I’ve been there with the whole, “rent is due and there is no fucking way I can pay it” a few times.

It sucks big time. It is so stressful. I have no useful suggestions other than to seek Government help if available.

But I feel for you and I know things will work out. Somehow.

Sheesh, I hadn’t even seen the original thread about this. So he told people upfront that he was raising the money in part to pay for his living expenses - and somehow, now it’s a “scam” because he’s using the money, in part, to pay for his living expenses? I would not use such a charitable word as ‘naivete’ to describe the disappointment on the part of the donors who ignored that part of his discription.

Even if GuanoLad set up a special escrow fund with all the money from the crowdfunding carefully set aside for special donor-approved expenses - the movie isn’t going to get made if GuanoLad is homeless and has no where to use his equipment. The movie doesn’t get made if GuanoLad has to stop working on it and get a full time job. So how does that help the donors, any? Paying the rent, and the electric bill, and, yes, the food and water bills, are all non-optional prerequisite for finishing the movie.

The movie doesn’t get made without a place in which to work on it and a man to do the work. Paying for that is a legitimate business expense. He told you in his first post that the money would be used in part to pay expenses.

The problem here is not ‘naivete’ on the part of the filmmaker.

I guess you didn’t see my post #3 of this thread when I mentioned it.
I think rather than being angry at him or saying the people who donated are foolish for not getting it, we can learn a little something here from each other.
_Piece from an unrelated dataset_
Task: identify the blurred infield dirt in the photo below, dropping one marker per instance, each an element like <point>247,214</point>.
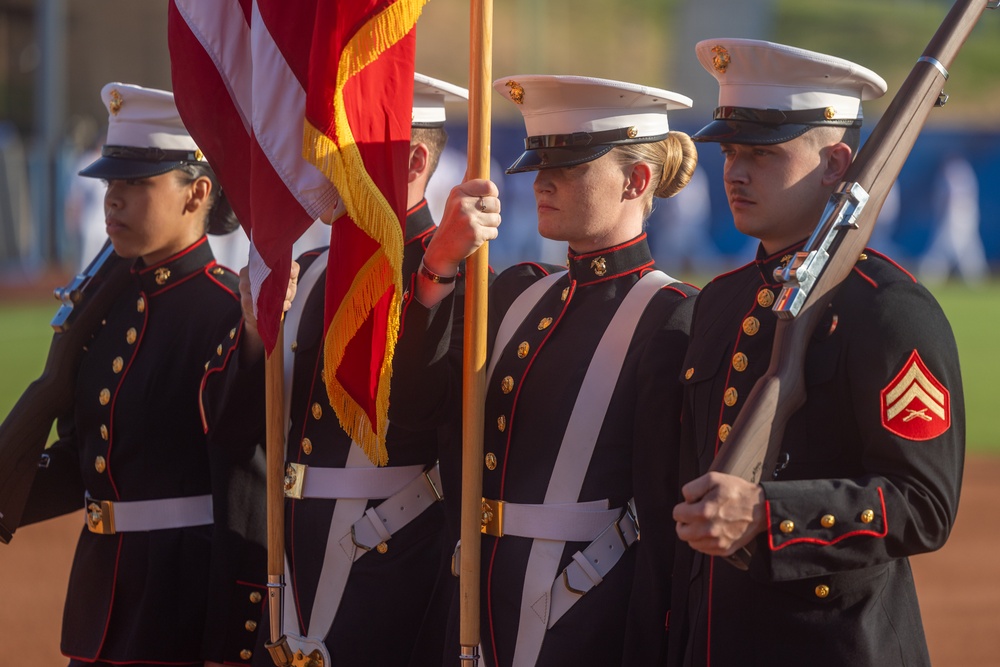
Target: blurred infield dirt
<point>959,586</point>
How to fund raise so that people outside your world understand it and some insight into how starving artist productions get supported.

It’s not stupidity or foolishness on either part, just inexperience.
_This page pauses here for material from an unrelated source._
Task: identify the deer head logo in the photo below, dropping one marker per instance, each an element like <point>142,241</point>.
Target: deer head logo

I think this is sarcastic, but I know a lot of artists - writers, musicians, fine artists and yes, film makers.

  1. They hold day jobs. Often those day jobs are teaching their art.

  2. They used to hold day jobs, then saved enough money to support themselves while they pursued their art. When the money runs out, they get day jobs.
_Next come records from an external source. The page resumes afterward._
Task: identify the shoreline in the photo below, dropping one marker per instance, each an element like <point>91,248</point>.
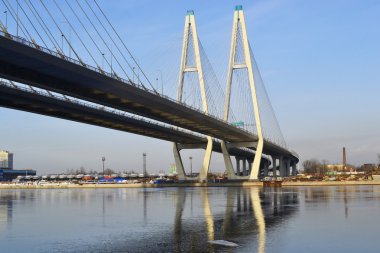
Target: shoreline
<point>172,185</point>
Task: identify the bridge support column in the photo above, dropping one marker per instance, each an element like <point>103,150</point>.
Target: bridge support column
<point>237,166</point>
<point>245,172</point>
<point>178,163</point>
<point>227,161</point>
<point>294,169</point>
<point>239,28</point>
<point>266,171</point>
<point>288,167</point>
<point>206,161</point>
<point>274,169</point>
<point>191,34</point>
<point>282,167</point>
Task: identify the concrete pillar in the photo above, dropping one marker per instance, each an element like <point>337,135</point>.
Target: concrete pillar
<point>281,162</point>
<point>245,172</point>
<point>249,167</point>
<point>294,169</point>
<point>288,167</point>
<point>266,165</point>
<point>237,166</point>
<point>274,159</point>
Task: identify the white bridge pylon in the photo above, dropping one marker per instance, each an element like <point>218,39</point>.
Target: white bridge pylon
<point>239,26</point>
<point>191,36</point>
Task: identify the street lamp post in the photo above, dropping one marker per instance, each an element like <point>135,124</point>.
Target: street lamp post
<point>103,160</point>
<point>6,19</point>
<point>162,83</point>
<point>103,61</point>
<point>191,166</point>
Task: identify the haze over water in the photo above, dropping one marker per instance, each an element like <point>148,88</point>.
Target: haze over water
<point>299,219</point>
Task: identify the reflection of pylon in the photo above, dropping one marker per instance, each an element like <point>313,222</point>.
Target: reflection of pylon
<point>239,26</point>
<point>344,159</point>
<point>191,35</point>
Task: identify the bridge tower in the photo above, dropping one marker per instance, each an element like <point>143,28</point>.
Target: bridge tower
<point>192,65</point>
<point>240,27</point>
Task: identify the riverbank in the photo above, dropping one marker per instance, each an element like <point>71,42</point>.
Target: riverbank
<point>224,184</point>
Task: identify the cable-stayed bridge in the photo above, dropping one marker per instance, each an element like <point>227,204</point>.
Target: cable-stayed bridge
<point>51,82</point>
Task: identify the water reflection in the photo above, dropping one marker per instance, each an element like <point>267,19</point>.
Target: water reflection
<point>186,219</point>
<point>245,215</point>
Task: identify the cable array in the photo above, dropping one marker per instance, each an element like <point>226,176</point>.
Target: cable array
<point>75,27</point>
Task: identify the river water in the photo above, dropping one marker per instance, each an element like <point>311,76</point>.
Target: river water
<point>299,219</point>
  3. They used to hold day jobs, and are pursuing art in their retirement

  4. They married well and their spouse supports them (or found some other sort of support system - a few aren’t married - one goes pretty much from couch to couch).

  5. They’ve “sold out” and make plates that can be sold at Ren Faires and craft shows, pursuing their art in their spare time, and for their job, make a few thousand of the same coffee mug. A musician friend of mine makes his living as a sound guy.

  6. They’ve established themselves well enough to make a living through their art.

  7. RARELY, they work off grants.

I don’t think its realistic to expect grant money - and I think the idea of crowdsourcing is very cool, but I don’t expect its realistic without some combination of a business plan, a track record, or a really sellable idea.

By working at something that pays a salary and doing his art on the side. That’s my expectation.

Looking at the actual request it’s clear that he said he would use it to pay some of his expenses so he was more honest and up front about it than I remembered. It’s clear to anyone donating funds that a portion of it would go to things like rent. But it’s the last item mentioned and now it appears that it’s pretty much the only expense that it is intended to cover. I would have assumed that the majority of the money was for film related expenses (cameras, film, processing, publicity, fees, salaries of other people, etc).

If I had donated money I would feel somewhat annoyed that the initial plea was a misrepresentation. He clearly stated that some money would go for living expenses, but now it appears that all of the money was going for that.